February 2019.
Following on from the last post, this is what I came up with!!
Provisionally entitled the CK Flyer, this may or may not see production, but none of that matters right now, because for me, just owning this beast is reason enough to be happy right now. But first a disclaimer, if you don’t like this bike then terribly sorry old bean but its not my fault, it just means the bike has done its first job which is to weedle out Modern Man. Au revoir. Out of the first 5 people I showed this to in the flesh, two of them vomited, another was just plain bemused, and the other two were very excited indeed.
So for the rest of us, here we are then. But first, a little history behind this thing. Enter Benji from Fat Tyre Flyer UK and Europe. Benji is both hilarious and a dude, I met him at Malverns Classic last year where we were competing for the ‘shittest trade stand award’ (I won), but in short, Benji is a massive advocate of Charlie Kelly here in the UK, so much so that he started a company to take care of his business. He sells a cool line of t-shirts etc and organises Charlie’s UK tours. He works bloody hard at this for very little, maybe even no return, and because of that I admire him greatly, we have a lot in common. Anyway, one of Benji’s great injustices in the world is that CK, despite a life spent as an MTB legend, had never had his own signature frameset. He really wants to take care of CKs legacy here in the UK and to keep his name alive, just because. So he asked me if i’d be interested in the project! Well heal yeah! And that’s basically why the CK Flyer exists.

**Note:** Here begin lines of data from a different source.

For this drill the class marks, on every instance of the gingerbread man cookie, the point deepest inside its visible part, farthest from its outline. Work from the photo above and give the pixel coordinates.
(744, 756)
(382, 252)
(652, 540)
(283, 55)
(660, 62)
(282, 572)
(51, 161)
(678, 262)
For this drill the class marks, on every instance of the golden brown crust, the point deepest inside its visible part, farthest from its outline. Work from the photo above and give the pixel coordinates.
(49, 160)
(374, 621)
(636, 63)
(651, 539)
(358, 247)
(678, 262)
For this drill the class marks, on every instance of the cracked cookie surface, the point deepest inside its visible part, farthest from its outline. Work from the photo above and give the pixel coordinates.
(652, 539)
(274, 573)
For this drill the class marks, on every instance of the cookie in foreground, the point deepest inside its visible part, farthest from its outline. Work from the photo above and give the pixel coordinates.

Time to design a bike then! Damn, i’d just designed the Dirtbomb which would’ve been perfect for this project. Oh well. Moving on. And lets face it, that would have been too obvious anyway. But for me, the photos that really resonated were the pics of the Breezers, they were like a transmission from some whakko parallel universe where Raleigh Bombers and olde English Track bikes were some kind of sick joke. I remember first seeing one of these in issue one of BMX Action mag, and at the time mountain bikes quite simply didn’t exist in the UK. It was the first realisation that all was not lost and there would be life after BMX. I love the fact that the most radical Mountain bike ever made also happened to be the first one, after the first ten Breezers everything got very boring very quickly, to my eyes at least. We of course were having too much fun to care, chasing progress for the next 30+ years.
So the CK Flyer isn’t a copy of the original Breezer, but it borrows both its spirit and its top tube, heading down from the saddle to the headtube. This has freaked a lot of people out who haven’t seen the original bike, and I appreciate that back then it was a design necessity due to there being no long seatposts available. Designing this bike also made me realise how small the original must have been, because designing in that top tube was a pain in the arse on a modern 27+ platform. This really is a collision of form and function – the headtube had to be shorter than I might normally have wanted, and the seat tube is certainly longer than I would have wanted, but needs must. this bike had to look like this, and as luck would have it, at 5’11 it fits me perfectly. Any shorter and you’d be buggered though.
The front end has a 67 degree head angle and a 65mm offset truss fork. The steering is quick yet planted. The seat tube angle is 71 degrees, that’s slack by modern standards, but the pedalling position is actually really rather nice. I’ve yet to get out and do some proper miles on this, but so far it feels really capable. I can’t wait for that sun to start shining again so I can head out to the hills and live the dream for a little while. I’m obsessed with making rigid mountain bikes better, and this one certainly isn’t a part of ‘project progress’, that’s the job of my production bikes, but what this is, is a throwback to simpler times but with modern luxuries like plus tyres and disc brakes.
So this is a prototype, a rolling concept bike if you like, but it would be great to see it make it to a small production run of 10 frames. I’d like it to be available via the Fat Tyre Flyer website and need to speak to Benji about that, because this was about paying tribute to the earliest days of MTB in that post klunker dawning, and more specifically, to the guy that pestered Joe Breeze enough that he eventually relented and built those first 10 game changing frames. In the meantime, if you’d be interested in one of these then let me know. A large percentage of the profit from any frames produced would go directly to Charlie. But anyway, there we are, the CK Flyer.